The Usage variables include the number of active users and where and how they’re accessing Tableau Server, which represent the actual amount of work executed by Tableau Server. Usage patterns will develop from initial proofs-of-concept into widely-adopted dashboards driving business value. Considerations for scalability and performance include:
Active users represent the interactive, concurrent requests made to Tableau Server, including consuming dashboards on a laptop or mobile device, web authoring, and connecting to and querying Published Data Sources. Depending on the number and complexity of those requests, available CPU and/or memory may be consumed to a point that impacts scalability and performance. Building on concepts discussed in the Workload variable above, efficient workbooks and data sources employing best practices are key to scaling Tableau Server. In the simple example below, we can see how long load times create more simultaneous active user requests on the left. After applying best practices, the active user count reduced from 9 to 4 during the sampled time interval as a result of designing for efficiency while the viewer interacts, analyzes the results, and interacts again on the right.
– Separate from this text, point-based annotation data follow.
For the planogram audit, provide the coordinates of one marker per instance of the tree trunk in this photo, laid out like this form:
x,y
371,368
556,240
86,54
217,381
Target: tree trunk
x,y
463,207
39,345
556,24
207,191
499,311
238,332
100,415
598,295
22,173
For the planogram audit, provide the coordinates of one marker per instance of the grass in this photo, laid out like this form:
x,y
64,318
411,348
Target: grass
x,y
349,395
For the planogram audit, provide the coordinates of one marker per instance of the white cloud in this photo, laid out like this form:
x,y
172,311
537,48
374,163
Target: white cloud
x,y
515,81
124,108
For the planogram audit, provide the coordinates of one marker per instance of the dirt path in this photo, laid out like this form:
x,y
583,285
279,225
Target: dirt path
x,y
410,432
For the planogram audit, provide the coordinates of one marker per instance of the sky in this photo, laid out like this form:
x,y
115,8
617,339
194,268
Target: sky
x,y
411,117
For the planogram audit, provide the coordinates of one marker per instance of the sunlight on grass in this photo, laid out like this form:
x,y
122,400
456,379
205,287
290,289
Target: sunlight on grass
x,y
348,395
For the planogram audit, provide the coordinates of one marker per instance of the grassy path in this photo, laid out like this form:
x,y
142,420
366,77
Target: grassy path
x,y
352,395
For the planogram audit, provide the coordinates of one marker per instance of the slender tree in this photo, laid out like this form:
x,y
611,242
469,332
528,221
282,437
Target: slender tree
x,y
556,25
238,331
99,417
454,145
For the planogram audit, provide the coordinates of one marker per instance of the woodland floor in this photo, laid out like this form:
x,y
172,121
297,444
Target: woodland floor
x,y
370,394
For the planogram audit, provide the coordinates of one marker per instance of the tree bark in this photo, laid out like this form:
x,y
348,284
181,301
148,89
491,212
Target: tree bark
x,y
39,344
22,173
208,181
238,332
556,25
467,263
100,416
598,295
Additionally, it is important to evaluate the non-interactive use cases from subscriptions and alerts. Combined with extract refresh delays, mentioned in Data variables, subscription delivery delays may indicate the need to specialize one or more cluster nodes for Backgrounder task execution. Widely-dispersed user geography across multiple time zones will also increase the need to specialize Backgrounder nodes because there will never be a preferred off-hour extract refresh period. Special considerations should be made for Internet scale deployments, which can be further explored with your account team.
As mentioned previously, our testing focuses on the ability of Tableau Server to scale nearly linearly for a given workload. Because the performance of Tableau is dependent on your usage scenarios, we encourage you to perform your own testing.